Add toon_codec to your Gleam project:

gleam add toon_codec@1

This will add the latest v1.x version to your project's dependencies in gleam.toml.

Alternatively, you can manually add it to your gleam.toml:

[dependencies]
toon_codec = ">= 1.0.0 and < 2.0.0"

Then run:

gleam deps download

Quick Start

import toon_codec
import toon_codec/types.{Array, Bool, Number, Object, String}

pub fn main() {
  // Create a data structure
  let user = Object([
    #("name", String("Alice")),
    #("age", Number(30.0)),
    #("active", Bool(True)),
    #("tags", Array([String("admin"), String("developer")])),
  ])

  // Encode to TOON format
  let toon_str = toon_codec.encode(user)
  // Result:
  // name: Alice
  // age: 30
  // active: true
  // tags[2]: admin,developer

  // Decode back to JsonValue
  case toon_codec.decode(toon_str) {
    Ok(decoded) -> io.println("Successfully decoded!")
    Error(err) -> io.println("Error: " <> string.inspect(err))
  }
}

For a comprehensive working example with multiple use cases, see the src/example/ folder and run:

gleam run -m example/demo

Features

  • Primitive Types: Strings, numbers, booleans, null
  • Objects: Indentation-based key-value pairs (no braces)
  • Arrays:
    • Inline format for primitives: [3]: 1,2,3
    • Tabular format for objects: [2]{name,age}:\n Alice,30\n Bob,25
    • Expanded format for mixed types: [2]:\n - item1\n - item2
  • Custom Delimiters: Comma (default), Tab, Pipe
  • Strict Mode: Optional validation for array counts and indentation
  • String Quoting: Automatic quoting for special characters, numbers, and keywords
  • Nested Structures: Full support for deeply nested objects and arrays

Usage Examples

Primitives

import toon_codec
import toon_codec/types.{Bool, Null, Number, String}

// Strings
toon_codec.encode(String("hello"))
// -> "hello"

// Numbers
toon_codec.encode(Number(42.5))
// -> "42.5"

// Booleans
toon_codec.encode(Bool(True))
// -> "true"

// Null
toon_codec.encode(Null)
// -> "null"

Objects

import toon_codec/types.{Number, Object, String}

// Simple object
let user = Object([
  #("name", String("Alice")),
  #("age", Number(30.0)),
])

toon_codec.encode(user)
// -> "name: Alice\nage: 30"

// Nested object
let person = Object([
  #("name", String("Bob")),
  #("address", Object([
    #("city", String("NYC")),
    #("zip", String("10001")),
  ])),
])

toon_codec.encode(person)
// -> "name: Bob\naddress:\n  city: NYC\n  zip: \"10001\""

Arrays

Inline Arrays (Primitives)

import toon_codec/types.{Array, Number}

let numbers = Array([Number(1.0), Number(2.0), Number(3.0)])
toon_codec.encode(numbers)
// -> "[3]: 1,2,3"

Tabular Arrays (Objects with Same Keys)

import toon_codec/types.{Array, Number, Object, String}

let users = Array([
  Object([#("name", String("Alice")), #("age", Number(30.0))]),
  Object([#("name", String("Bob")), #("age", Number(25.0))]),
])

toon_codec.encode(users)
// -> "[2]{name,age}:\n  Alice,30\n  Bob,25"

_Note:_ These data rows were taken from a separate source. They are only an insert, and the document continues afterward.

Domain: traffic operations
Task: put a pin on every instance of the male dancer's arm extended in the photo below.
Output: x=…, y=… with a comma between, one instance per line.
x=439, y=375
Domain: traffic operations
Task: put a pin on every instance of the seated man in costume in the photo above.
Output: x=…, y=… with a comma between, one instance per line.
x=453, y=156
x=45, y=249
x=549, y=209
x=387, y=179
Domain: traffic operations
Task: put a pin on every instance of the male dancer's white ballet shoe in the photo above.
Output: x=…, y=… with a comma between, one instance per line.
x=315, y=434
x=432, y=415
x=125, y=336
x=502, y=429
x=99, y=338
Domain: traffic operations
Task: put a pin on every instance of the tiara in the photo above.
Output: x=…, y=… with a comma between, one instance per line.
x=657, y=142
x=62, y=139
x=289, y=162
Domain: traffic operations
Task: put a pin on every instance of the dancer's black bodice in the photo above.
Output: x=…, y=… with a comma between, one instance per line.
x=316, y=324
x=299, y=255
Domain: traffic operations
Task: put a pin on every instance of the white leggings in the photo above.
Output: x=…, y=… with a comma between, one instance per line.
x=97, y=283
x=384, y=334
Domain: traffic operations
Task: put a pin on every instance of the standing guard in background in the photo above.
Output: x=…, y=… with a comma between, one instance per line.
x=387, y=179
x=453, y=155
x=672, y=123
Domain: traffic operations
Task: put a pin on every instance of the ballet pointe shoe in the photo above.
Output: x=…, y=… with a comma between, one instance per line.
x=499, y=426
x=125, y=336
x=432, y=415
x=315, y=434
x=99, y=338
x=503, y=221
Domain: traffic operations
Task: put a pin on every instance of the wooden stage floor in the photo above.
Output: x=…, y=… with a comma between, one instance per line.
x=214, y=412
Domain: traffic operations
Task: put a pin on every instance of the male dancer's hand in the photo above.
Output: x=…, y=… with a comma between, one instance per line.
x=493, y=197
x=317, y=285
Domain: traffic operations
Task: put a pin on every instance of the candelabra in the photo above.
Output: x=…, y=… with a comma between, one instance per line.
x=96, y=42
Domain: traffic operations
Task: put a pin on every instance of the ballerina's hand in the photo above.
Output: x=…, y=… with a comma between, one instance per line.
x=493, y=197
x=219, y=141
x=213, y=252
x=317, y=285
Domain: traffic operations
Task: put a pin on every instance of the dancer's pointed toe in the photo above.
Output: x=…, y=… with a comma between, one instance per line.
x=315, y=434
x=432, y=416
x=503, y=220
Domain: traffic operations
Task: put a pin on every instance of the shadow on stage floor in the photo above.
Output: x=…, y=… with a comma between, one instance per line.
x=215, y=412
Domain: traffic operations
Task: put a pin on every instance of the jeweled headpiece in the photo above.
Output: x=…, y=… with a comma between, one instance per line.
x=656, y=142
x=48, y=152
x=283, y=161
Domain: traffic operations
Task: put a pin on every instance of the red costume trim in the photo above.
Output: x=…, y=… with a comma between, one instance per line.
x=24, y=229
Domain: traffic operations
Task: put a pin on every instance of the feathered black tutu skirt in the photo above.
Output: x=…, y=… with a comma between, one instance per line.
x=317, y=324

Expanded Arrays (Mixed Types)

import toon_codec/types.{Array, Number, Object, String}

let mixed = Array([
  String("item1"),
  Number(42.0),
  Object([#("key", String("value"))]),
])

toon_codec.encode(mixed)
// -> "[3]:\n  - item1\n  - 42\n  - key: value"

Custom Delimiters

import toon_codec
import toon_codec/types.{Array, EncodeOptions, Number, Tab}

let numbers = Array([Number(1.0), Number(2.0), Number(3.0)])
let options = EncodeOptions(indent: 2, delimiter: Tab, length_marker: types.NoMarker)

toon_codec.encode_with_options(numbers, options)
// -> "[3\t]: 1\t2\t3"

Custom Options

import toon_codec/types.{Comma, DecodeOptions, EncodeOptions, HashMarker}

// Encoding options
let encode_opts = EncodeOptions(
  indent: 4,                    // 4 spaces per indentation level
  delimiter: Comma,             // Use comma separator (Tab, Pipe also available)
  length_marker: HashMarker,    // Prefix array lengths with #: [#3]:
)

// Decoding options
let decode_opts = DecodeOptions(
  indent: 4,      // Match encoding indent
  strict: True,   // Validate array counts and indentation
)

let encoded = toon_codec.encode_with_options(value, encode_opts)
let result = toon_codec.decode_with_options(encoded, decode_opts)

API Reference

Core Functions

See types here.

TOON Format Examples

JSON vs TOON Comparison

JSON:

{
  "users": [
    { "name": "Alice", "age": 30, "active": true },
    { "name": "Bob", "age": 25, "active": false }
  ],
  "total": 2
}

TOON:

users[2]{name,age,active}:
  Alice,30,true
  Bob,25,false
total: 2

Token Savings: ~40% reduction in this example.

Testing

toon_codec includes a comprehensive test suite with 113 tests covering:

  • Primitive type encoding/decoding
  • Object encoding/decoding with nesting
  • Array formats (inline, tabular, expanded)
  • Delimiter variations (comma, tab, pipe)
  • Strict mode validation
  • String quoting and escaping
  • Error handling

Run tests with:

gleam test

Specification

toon_codec implements the TOON Specification v1.2. For complete format details, see:

Development

# Clone the repository
git clone https://github.com/axelbellec/toon.git
cd toon

# Install dependencies
gleam deps download

# Run tests
gleam test

# Build the project
gleam build

# Format code
gleam format

Contributing

Contributions are welcome! Please feel free to submit a Pull Request.

License

This project is licensed under the MIT License - see the LICENSE file for details.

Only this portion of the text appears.